7 Nevada Day Trips
(Last Updated On: March 22, 2022)

Traveling outside of Las Vegas and Reno, you might get the idea that everything else in Nevada is out of the way. And that might be true, especially when you look over this list of 7 Nevada Day Trips. If you’re looking to get away from manufactured tourism and explore the Sagebrush State from a different perspective, this list is for you.

1. Fly Ranch

The 3,800-acre ranch is located in Nevada’s Hualapai Geothermal Flats and supports three magnificent geysers resulting from well drilling. The first began to form in 1916 after attempts to bring agriculture to the area through well-drilling. The water supplied by the geyser was both too hot and mineral-rich and began to form colorful cones. Two other geysers were created from similar attempts. In 2016, Burning Man purchased the land and private nature walks can be scheduled to see the geysers and hot springs.

2. Tonopah, Nevada

Located smack dab between Reno and Las Vegas, Tonopah honors Nevada’s mining history. Explore the Old Cemetery and Tonopah Historic Mining Park. As you meander around town, take in the many murals that decorate historic walls and depict the history of the town and the nation. Not far from the cemetery you can visit the Clown Museum located in the Mizpah Hotel. At night, be sure to gaze up at the night sky. You’ll see more stars than ever before!

3. Rhyolite Ghost Town & Beatty, Nevada

Up the road from Tonopah, stop to visit Rhyolite. The town became a victim of the boom and bust era of silver mining and eventually became a dusty, lonely ghost town. One of the most interesting remains is the house completely made from glass bottles and is no longer in Rhyolite but in the neighboring town of Beatty. Beatty is also home to the Goldwell Open Air Museum where you will find several permanent outdoor art displays. Beatty also boasts Death Valley Nut and Candy, the largest candy store in the United States.

4. Route 50 – Loneliest Road in America

U.S. Route 50 crosses some of the most barren landscapes in Nevada and earned the title “Loneliest Road in America.” Along Route 50 you’ll encounter remnants of the Sand Springs Pony Express Station, several wildlife areas including Lahontan State Recreation Area, Stillwater National Wildlife Refuge, Mt. Hamilton, and Great Basin National Park, and other historic locations such as Nevada Northern Railway National Historic Landmark. The highway also connects Carson City, Austin (home to the Paradise Ranch Castle B&B), Eureka, Ely, and Baker, Nevada.
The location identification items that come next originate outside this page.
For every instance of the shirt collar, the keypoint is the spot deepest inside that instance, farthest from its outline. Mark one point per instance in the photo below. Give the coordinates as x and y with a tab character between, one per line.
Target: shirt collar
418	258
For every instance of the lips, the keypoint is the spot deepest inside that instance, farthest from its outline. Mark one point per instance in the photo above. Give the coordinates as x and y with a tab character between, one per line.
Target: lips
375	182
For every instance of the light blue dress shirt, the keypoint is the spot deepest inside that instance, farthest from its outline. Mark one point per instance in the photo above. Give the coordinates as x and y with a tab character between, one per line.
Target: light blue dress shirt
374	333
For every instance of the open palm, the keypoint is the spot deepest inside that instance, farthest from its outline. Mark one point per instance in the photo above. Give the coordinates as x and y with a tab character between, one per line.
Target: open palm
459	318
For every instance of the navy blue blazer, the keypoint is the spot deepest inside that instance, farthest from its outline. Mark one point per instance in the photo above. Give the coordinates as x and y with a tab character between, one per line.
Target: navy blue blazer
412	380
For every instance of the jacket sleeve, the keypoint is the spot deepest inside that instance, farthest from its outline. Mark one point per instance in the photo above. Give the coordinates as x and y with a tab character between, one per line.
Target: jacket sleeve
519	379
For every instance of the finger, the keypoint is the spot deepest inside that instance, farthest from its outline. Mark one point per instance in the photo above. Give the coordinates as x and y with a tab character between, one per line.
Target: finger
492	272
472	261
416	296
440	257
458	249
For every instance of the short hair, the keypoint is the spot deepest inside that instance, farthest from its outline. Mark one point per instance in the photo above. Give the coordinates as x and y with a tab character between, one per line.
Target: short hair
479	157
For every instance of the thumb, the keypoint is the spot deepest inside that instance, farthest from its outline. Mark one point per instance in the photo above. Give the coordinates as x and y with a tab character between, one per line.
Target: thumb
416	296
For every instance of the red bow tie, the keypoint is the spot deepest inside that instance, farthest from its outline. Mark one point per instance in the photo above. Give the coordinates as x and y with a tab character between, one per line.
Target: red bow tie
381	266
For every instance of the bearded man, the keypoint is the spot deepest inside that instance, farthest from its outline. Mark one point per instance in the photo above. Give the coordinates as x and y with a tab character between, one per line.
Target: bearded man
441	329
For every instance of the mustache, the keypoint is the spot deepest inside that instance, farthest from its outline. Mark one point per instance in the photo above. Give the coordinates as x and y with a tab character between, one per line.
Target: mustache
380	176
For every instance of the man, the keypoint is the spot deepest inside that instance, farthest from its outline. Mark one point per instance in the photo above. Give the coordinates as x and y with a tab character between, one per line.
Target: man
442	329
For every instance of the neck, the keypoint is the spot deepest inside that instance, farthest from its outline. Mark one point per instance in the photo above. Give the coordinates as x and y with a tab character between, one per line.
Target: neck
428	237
If you’re looking for a coast-to-coast trip, U.S. Route 50 connects California and Maryland with some desolate spots on the trail’s western half.
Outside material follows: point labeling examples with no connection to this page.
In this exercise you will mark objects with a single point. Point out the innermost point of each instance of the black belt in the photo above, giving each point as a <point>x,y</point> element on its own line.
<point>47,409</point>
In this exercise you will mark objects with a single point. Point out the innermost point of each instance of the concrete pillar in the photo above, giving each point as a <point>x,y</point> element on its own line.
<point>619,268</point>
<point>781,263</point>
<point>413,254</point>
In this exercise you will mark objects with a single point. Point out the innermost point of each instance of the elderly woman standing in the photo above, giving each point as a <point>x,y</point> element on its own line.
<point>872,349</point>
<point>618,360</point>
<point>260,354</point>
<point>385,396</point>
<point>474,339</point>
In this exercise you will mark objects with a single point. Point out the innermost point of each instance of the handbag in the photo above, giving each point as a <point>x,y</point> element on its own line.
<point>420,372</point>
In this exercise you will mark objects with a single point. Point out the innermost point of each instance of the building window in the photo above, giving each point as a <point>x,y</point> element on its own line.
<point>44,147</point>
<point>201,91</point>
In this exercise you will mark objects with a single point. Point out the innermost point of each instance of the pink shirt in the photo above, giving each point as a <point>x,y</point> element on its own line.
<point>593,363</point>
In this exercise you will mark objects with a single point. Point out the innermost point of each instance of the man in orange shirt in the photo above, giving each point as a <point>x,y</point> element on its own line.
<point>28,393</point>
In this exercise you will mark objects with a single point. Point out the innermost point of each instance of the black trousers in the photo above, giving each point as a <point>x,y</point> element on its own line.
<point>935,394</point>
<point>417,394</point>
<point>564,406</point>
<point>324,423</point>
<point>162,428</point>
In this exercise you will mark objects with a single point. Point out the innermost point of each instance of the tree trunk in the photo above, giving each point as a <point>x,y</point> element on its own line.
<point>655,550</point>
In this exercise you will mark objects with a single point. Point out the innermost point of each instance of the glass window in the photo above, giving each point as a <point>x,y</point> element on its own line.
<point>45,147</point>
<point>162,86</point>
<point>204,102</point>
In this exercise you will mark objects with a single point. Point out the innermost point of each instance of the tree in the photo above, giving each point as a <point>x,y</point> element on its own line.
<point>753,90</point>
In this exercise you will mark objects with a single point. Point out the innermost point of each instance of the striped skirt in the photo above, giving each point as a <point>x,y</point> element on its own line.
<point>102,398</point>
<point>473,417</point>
5. Ward Charcoal Ovens State Historic Park

One of the most notable stops along Route 50 is Ward Charcoal Ovens State Historic Park. Nestled in the Egan Mountain Range, six beehive-shaped charcoal ovens remain from the silver mining era. The park is also host to camping, hiking, and fishing.

6. Metropolis Ghost Town

Just outside of Wells, Nevada, this ghost town began as a shining beacon of hope in the early part of the 20th century. The Pacific Reclamation Company began developing plans for an agricultural community through irrigation called Metropolis. Even the name of the town suggests a thriving, vibrant community. The expectation of a true metropolis in the northeastern part of the state seemed more than possible as streets were graded and businesses were built. A school and post office seemed to be a mark of a bustling and growing town. However, lawsuits regarding the diversion of water from other communities created issues for investors and farmers alike. As a result, explorers can find many remnants of the town and no residents.

7. Valley of Fire State Park

Overton, Nevada is located just outside Valley of Fire State Park. Drive through or hike in Nevada’s oldest state park and take in the sandstone and red rock scenery. The wind-carved red rock formations give the park its name. Some of the most unique formations are located the Beehives and Atlatl Rock petroglyphs. When you return to Overton, be sure to check out the Lost City Museum.